The garden was empty, the snow unmarked except by our own footprints. But my heart was lurching, my hands trembling. I took off my hat and wiped my face. My brow and lip were sweating, and where the cold air met my flushed wet skin it seemed to burn.
I was just putting my hat back on when I heard Mrs Ayres sharply draw in her breath. I turned back to her, and found her with her gloved hand at her collar, her face creased, her colour rising. I said, ‘What is it? What’s the matter?’ She shook her head and wouldn’t answer. But she looked so distressed, I thought of her heart: I plucked her hand back, drew open her scarves and coat. Beneath the coat she had on a cardigan; beneath that, a silk blouse. The blouse was pale, the colour of ivory, and as I watched, incredulous, three small drops of crimson seemed to spring from nowhere to the surface of the silk, and then, like ink on blotting-paper, rapidly to spread. I tugged down the blouse’s collar and saw beneath it, on her bare skin, a scratch, quite deep, evidently freshly made, still rising, still beading red.
‘What have you done?’ I said in horror. ‘How did you do this?’ I looked over her gown, for a pin or a brooch. I caught up her hands, examined her gloves. There was nothing. ‘What did you use?’
She dropped her gaze. ‘My little girl,’ she murmured. ‘She’s so eager for me to join her. I’m afraid she … isn’t always kind.’
When I realised what she was saying, I felt sick. I stepped back, away from her. Then, with a further surge of understanding, I caught hold of her hands again and pulled the gloves from them, and roughly pushed up her sleeves. Where the broken window had cut her a few weeks before, the wounds had healed, pink and healthy against the paler skin. Here and there among the scars, however, it seemed to me that I could see new scratches. And one of her arms bore a faint bruise, curiously shaped, as if the flesh had been pinched and twisted by a small, determined hand.
Her gloves had fallen to the ground. Trembling, I picked them up and helped her put them back on. I caught hold of her by the elbow.

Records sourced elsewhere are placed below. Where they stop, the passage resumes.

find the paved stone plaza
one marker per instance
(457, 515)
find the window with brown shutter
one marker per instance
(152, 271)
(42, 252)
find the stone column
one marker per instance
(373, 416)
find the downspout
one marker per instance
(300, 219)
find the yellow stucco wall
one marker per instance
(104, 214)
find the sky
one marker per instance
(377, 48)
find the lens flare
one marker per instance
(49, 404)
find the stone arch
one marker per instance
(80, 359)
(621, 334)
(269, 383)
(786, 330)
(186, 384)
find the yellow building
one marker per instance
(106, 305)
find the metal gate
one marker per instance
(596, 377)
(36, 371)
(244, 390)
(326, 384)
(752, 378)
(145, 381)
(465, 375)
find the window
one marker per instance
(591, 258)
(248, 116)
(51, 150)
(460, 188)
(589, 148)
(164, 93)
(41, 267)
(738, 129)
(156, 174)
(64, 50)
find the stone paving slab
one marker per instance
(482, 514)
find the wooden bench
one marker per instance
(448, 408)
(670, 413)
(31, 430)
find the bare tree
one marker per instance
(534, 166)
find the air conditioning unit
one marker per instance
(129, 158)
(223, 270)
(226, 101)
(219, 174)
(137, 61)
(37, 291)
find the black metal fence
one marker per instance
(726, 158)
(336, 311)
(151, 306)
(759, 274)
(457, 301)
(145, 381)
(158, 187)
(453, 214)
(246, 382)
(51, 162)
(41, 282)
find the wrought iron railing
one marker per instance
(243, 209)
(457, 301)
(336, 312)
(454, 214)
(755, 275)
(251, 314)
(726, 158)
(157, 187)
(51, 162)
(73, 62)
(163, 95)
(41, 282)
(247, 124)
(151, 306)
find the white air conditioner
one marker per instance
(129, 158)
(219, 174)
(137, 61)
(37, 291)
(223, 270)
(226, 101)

‘I’m taking you back to the house, Mrs Ayres.’
She said, ‘Are you trying to take me away from her? It isn’t any use, you know.’
I turned, and shook her. ‘Stop it! You hear me? For God’s sake, stop saying these things!’
She moved loosely in my arms, and after that I found I didn’t quite want to look at her face again. I felt a curious shame about it. I took her wrist, and led her out of the tangled gardens, and she came quite readily. We went past the frozen stable clock, back over the lawns and into the house; I took her straight upstairs, not pausing to remove her outdoor things. Only once we were in the warmth of her own room did I take her coat and hat and snowy shoes, and I put her to sit in her chair beside the fire.
But then I gazed at the things that were near her, the coals in the hearth, the pokers, the tongs, the glass tumblers, the mirrors, the ornaments … Everything seemed brutal or brittle, suddenly, and capable of harm. I rang the bell for Betty. The lever moved uselessly in my hand, and I remembered that Caroline had cut the wire. So I went out to the top of the staircase and called and called into the silence, and eventually Betty came.